Likewise, in language learning, no one ever enters a conversation being 100% linguistically ready. If we were all waiting for “perfect” language, we’d never have a conversation. Parents would never talk to children, students would never talk to teachers, and people from different cultures would never speak to each other.

But of course that’s not the case. If you accept your current limitations and use some social acumen to guide things along, you can get by in any conversation—today.

  • Wendy Amundson

    This is so true! When I travel with groups I often find myself translating my tour mates’ English into simpler English so that the native speakers can understand us. This was particularly true in China, where their English instruction (at least at the time) was very focused on book work and they had very little opportunity to listen and speak English. In additional to the suggestions you gave, I would add that it helps to speak in the present tense if possible. For example, instead of using the conditional tense to say “If you were to choose a favorite restaurant, what would it be?” ask (in present tense) “What is your favorite restaurant?” (BTW, the Americans the Chinese had the hardest time understanding were Texans!)

    • Ron G.

      Hi Wendy! Fantastic suggestion re: the present tense. When you do it right, it’s almost like you’re speaking a completely different language, right? (And LOL@ the poor Texans. I picked up some of my wife’s drawl, which I don’t notice until I realize I’m not saying my vowels the same as I used to.)

  • Robert Lewis

    I really like your tip about revealing your lack of comprehension right off the bat – “speak to me as you would speak to a child” is excellent.

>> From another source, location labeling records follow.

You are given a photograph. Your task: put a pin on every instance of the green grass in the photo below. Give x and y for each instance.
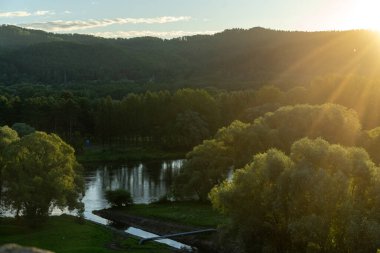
(186, 213)
(64, 234)
(119, 154)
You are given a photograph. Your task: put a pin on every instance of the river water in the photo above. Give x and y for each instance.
(146, 181)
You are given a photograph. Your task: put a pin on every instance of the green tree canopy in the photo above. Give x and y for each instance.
(278, 129)
(23, 128)
(321, 198)
(207, 165)
(40, 173)
(7, 136)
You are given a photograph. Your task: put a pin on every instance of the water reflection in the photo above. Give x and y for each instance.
(146, 181)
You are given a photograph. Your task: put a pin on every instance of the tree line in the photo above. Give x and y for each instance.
(232, 59)
(174, 119)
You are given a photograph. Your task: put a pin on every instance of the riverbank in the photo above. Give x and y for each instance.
(170, 218)
(66, 234)
(121, 154)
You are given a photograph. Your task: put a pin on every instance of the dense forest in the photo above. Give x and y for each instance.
(232, 59)
(282, 129)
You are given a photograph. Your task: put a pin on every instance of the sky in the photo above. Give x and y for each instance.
(175, 18)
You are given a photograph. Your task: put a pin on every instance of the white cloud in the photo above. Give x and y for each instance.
(163, 34)
(44, 13)
(61, 26)
(13, 14)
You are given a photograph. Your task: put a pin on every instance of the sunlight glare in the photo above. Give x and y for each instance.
(364, 14)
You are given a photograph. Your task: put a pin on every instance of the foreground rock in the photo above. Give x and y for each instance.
(14, 248)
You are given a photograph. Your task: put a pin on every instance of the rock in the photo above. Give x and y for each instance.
(14, 248)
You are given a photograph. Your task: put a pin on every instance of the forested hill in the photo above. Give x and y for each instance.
(232, 59)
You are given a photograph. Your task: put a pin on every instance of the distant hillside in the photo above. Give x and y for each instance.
(232, 59)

    It isn’t as if you will be able to trick a native speaker into believing you are more advanced as the conversation matures. You’re also not giving yourself the best chance to learn if you are putting your ego first.

    Interesting read – I did not know that adjusting one’s speech as you’ve laid out was a ‘thing’. Thanks!

    • Ron G.

      Hi Robert! Thanks for the comment. Yeah, I had read about “register” a while ago and found it really interesting. Some people think it refers simply to “formality,” while others think it’s more complicated than that. I like going with the latter because it seems to describe things better. For example, my technical manuals I write at work are very formal, but I have to use plain language and simple sentence constructions. They’re not intimate, but they’re not academic either. They occupy a unique language space, and I think it’s cool to have one word to kind of cover all that.

  • Ocularis

    Im really glad that i found your blog. Im a Filipino who’s about to embark on a journey to germany… im not in a class to learn the language, just self study for now. But upon arriving there i’ll be enrolled in a german language school to help me with my a2, b1 and b2… fingers crossed! By God’s grace, i’m praying to pass the first test… 😀

    • Ron G.

      Kumusta! My mom is from the Philippines. Good luck with the test! I hope your self study pays off. A1 is a passable test for sure. Where are you going to be at in Germany? I was in Stuttgart for a couple years.

      • Ocularis

        wow! so you’re half filipino? have you visited the Philippines recently? there are really great getaway spots here… =)
        anyway, do you have any idea on what the A1 test covers? coz i really have no clue whatsoever and i dont really have the luxury of time to surf the net.

        • Ron G.

          I haven’t been in a while. Spent some time there when I was a kid, like, months. I remember it was beautiful, especially some of the beaches, and the farmland.

          Here’s the best place to check out what’s on the tests:

          There are some practice exercises to give you an idea what the A1 level covers. I’ve had friends pass the test after an introductory course, so it’s not designed to fail you. But it’s still tricky.